Advokat tersebut juga menjelaskan, masyarakat yang menjadi korban keracunan akibat tindakan perusahaan dapat ditemukan dalam beberapa peraturan dan ketentuan hukum di Indonesia, baik dalam hukum pidana, perdata, maupun hukum administrasi.

Beberapa dasar hukum yang relevan adalah sebagai berikut:

Undang-Undang Nomor 36 Tahun 2009 tentang Kesehatan Pasal 126 undang-undang ini mengatur tentang kewajiban setiap orang, termasuk perusahaan, untuk menjaga dan memastikan kesehatan masyarakat. Jika suatu perusahaan menyebabkan keracunan atau masalah kesehatan lainnya, mereka dapat dikenakan sanksi administratif atau pidana.

Undang-Undang Nomor 8 Tahun 1999 tentang Perlindungan Konsumen
Pasal 7 undang-undang ini menegaskan bahwa setiap konsumen berhak mendapatkan barang atau jasa yang aman dan tidak membahayakan kesehatan. Jika sebuah perusahaan menyebabkan keracunan, mereka dapat diminta pertanggungjawaban sebagai pelanggaran terhadap hak konsumen.

Kitab Undang-Undang Hukum Pidana (KUHP) Pasal 359 dan 360 KUHP mengatur tentang kelalaian yang mengakibatkan cidera atau kematian, termasuk dalam kasus keracunan yang disebabkan oleh kelalaian perusahaan dalam mengelola produk atau bahan yang dijual.

Undang-Undang Nomor 32 Tahun 2009 tentang Perlindungan dan Pengelolaan Lingkungan Hidup Pasal 98 dan 99 dalam UU ini mengatur tentang tanggung jawab perusahaan terkait dengan dampak lingkungan, termasuk polusi atau kontaminasi yang bisa menyebabkan keracunan pada masyarakat. Perusahaan yang menyebabkan keracunan dapat dijerat dengan pidana lingkungan.
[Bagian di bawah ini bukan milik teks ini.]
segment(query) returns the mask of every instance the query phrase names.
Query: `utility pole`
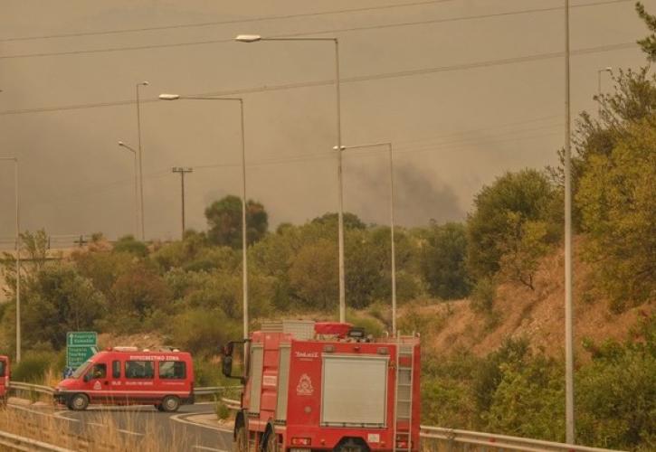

Peraturan Pemerintah Nomor 51 Tahun 2009 tentang Pangan Peraturan ini mengatur tentang keselamatan pangan. Jika perusahaan menyebabkan keracunan akibat produk pangan yang tidak aman, mereka dapat dikenakan sanksi administratif atau pidana sesuai ketentuan yang ada.

Peraturan Menteri Kesehatan Nomor 27 Tahun 2017 tentang Keamanan Pangan Mengatur tentang kewajiban perusahaan dalam memproduksi dan mendistribusikan pangan yang aman untuk dikonsumsi oleh masyarakat. Jika terbukti ada keracunan akibat pangan, perusahaan dapat dipertanggungjawabkan.

“Secara keseluruhan, perusahaan yang menyebabkan keracunan terhadap masyarakat dapat dikenakan tuntutan hukum berdasarkan ketentuan hukum tersebut, baik dalam bentuk ganti rugi, sanksi administratif, atau sanksi pidana, tergantung pada tingkat pelanggaran dan dampak yang ditimbulkan,” tutupnya.